Graph Tokenization for Bridging Graphs and Transformers

Source

Core Claim

Graph Tokenization proposes a reversible graph-serialization plus BPE tokenizer that turns labeled graph structure into a discrete token sequence, letting standard Transformers process graphs without graph-specific architectural modifications.

Key Contributions

  • Defines graph tokenization as a deterministic discrete-token interface rather than a neural graph encoder, pooling layer, or continuous embedding projector.
  • Combines reversible serialization with BPE so frequent graph substructures become reusable graph tokens.
  • Introduces frequency-guided Eulerian and CPP serializations to make traversal stable under graph permutation while preserving graph structure up to isomorphism.
  • Reports state-of-the-art or competitive results on 14 graph classification and regression benchmarks with standard Transformer backbones such as BERT and GTE.
  • Shows a small autoregressive proof of concept where a decoder-only Transformer generates MNIST grid graphs from token sequences.

Why It Matters For Kubernetes OTEL Control Gym

Kubernetes OTEL Control Gym needs an interface for service graph structure that can be consumed alongside observation windows, event streams, and candidate actions. This paper is a current SOTA candidate for representing graph structure to a standard Transformer through reversible serialization plus BPE/tokenization, without requiring a graph-specific encoder or graph Transformer block.

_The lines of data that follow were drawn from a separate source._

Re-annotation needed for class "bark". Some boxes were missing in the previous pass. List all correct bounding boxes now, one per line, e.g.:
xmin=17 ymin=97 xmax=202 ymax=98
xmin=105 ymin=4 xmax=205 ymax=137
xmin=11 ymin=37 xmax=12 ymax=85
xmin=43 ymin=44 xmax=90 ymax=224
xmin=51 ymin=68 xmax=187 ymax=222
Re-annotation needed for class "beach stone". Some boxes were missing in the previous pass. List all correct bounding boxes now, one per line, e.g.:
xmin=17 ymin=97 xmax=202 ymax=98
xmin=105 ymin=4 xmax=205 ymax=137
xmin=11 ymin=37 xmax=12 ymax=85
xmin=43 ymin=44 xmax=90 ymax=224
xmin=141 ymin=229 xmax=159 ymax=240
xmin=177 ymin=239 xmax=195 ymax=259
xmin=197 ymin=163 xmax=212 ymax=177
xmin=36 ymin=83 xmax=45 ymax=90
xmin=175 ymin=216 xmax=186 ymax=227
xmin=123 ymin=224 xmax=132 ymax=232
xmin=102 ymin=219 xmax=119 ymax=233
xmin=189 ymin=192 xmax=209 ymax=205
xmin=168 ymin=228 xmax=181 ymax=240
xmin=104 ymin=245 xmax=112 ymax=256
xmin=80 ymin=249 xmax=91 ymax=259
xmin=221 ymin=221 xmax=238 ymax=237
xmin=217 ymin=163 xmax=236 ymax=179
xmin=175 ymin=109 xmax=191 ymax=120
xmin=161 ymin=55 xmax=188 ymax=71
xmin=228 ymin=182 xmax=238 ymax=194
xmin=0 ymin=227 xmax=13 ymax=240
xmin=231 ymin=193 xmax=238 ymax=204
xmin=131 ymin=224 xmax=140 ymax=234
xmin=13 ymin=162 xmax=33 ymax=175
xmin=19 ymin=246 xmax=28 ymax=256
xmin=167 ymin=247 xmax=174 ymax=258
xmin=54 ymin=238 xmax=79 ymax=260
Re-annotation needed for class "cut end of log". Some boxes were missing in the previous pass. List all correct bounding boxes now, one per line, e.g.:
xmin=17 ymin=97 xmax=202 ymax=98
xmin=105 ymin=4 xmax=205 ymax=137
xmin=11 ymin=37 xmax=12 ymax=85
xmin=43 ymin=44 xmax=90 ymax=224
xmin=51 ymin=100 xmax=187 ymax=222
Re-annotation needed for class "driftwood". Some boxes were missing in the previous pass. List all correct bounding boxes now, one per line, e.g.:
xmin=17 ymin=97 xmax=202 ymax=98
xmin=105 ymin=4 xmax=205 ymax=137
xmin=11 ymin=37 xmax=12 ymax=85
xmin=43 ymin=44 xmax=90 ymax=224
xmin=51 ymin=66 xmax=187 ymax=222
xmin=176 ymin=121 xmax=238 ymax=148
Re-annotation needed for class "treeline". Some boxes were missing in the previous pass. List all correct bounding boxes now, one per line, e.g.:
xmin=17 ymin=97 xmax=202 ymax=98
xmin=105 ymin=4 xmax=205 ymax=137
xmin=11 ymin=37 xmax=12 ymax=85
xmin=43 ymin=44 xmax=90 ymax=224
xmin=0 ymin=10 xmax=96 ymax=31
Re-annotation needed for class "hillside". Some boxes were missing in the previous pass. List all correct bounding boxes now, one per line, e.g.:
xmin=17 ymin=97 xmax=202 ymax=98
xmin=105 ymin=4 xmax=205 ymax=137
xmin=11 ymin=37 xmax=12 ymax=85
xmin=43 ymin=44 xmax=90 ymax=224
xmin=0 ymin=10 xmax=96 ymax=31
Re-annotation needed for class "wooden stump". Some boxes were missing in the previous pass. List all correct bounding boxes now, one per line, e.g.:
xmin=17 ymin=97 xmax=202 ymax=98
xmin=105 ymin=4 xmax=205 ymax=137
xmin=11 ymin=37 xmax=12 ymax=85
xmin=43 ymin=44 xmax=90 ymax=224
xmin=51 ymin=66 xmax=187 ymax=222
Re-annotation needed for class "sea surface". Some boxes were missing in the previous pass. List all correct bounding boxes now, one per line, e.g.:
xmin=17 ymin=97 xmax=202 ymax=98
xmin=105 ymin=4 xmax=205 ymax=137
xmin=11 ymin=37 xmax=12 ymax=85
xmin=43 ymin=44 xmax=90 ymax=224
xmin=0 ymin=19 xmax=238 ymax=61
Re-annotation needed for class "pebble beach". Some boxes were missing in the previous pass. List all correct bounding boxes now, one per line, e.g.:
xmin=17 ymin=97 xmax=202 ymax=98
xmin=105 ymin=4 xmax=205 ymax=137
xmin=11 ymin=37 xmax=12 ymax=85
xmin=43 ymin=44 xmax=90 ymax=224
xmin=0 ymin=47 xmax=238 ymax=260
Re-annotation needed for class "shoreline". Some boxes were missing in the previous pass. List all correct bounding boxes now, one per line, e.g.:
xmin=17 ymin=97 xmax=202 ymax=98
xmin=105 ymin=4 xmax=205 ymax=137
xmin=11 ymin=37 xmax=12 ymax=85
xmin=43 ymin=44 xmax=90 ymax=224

The useful local pattern is interface-level: graph.json or graph snapshots could be serialized into structural tokens and joined with numeric telemetry observations, action history, and control inputs. The paper does not solve the whole OTEL problem because its experiments are static graph tasks, not graph time series, and it does not model operator actions, intervention effects, or action-conditioned rollouts.

Limitations

  • The method assumes labeled graphs with discrete node and edge symbols. Continuous node or edge features need quantization, a parallel numeric channel, or another typed feature interface.
  • Evidence is mostly graph-level classification and regression. Node-level and edge-level tasks are harder because BPE can merge the target entity into a larger token.
  • The Transformer still faces context-window limits on large graphs; BPE compression helps but does not remove this constraint.
  • CPP-style serialization has cubic graph-size cost, so the practical large-graph path relies on the linear frequency-guided Eulerian variant.
  • The paper is not evidence for action-conditioned control: no action, control input, intervention, reward, or counterfactual prediction channel is evaluated.

Foundation TSFM Relevance

Agenda slotVerdictEvidenceMissing pieces
Context interfacepartially closesProvides a reversible discrete-token interface for graph structure that can condition a standard Transformer without graph-specific architectural changes.Needs integration with telemetry schema, observation windows, event streams, and action history.
Patch size, dynamic tokenization, and typed interfacesadjacentUses BPE to compress recurring graph substructures into structural tokens, reducing sequence length while preserving decodeability.Does not address numeric observations, timestamps, control inputs, or time-series patching.
Native multivariate encoding and high-channel scalingadjacentCould represent service topology or graph snapshots for graph time series.Needs continuous node/edge features, time alignment, topology changes, and high-channel telemetry tests.
Control and counterfactualsinsufficient evidenceThe method can encode graph context but does not condition future observations on actions.Needs observation + graph + action/control input -> future/reward experiments.

Open Questions

  • Can graph tokenization be made stable for changing service graphs where nodes, edges, and telemetry schemas evolve over time?
  • Should continuous node and edge features be quantized into graph tokens, encoded through typed numeric features, or kept as a parallel observation channel?
  • Does a BPE vocabulary learned from one service graph or organization transfer to another, or does it overfit to local topology motifs?
  • How should graph tokens be interleaved with observation windows, action history, control inputs, and event streams in an action-conditioned world model?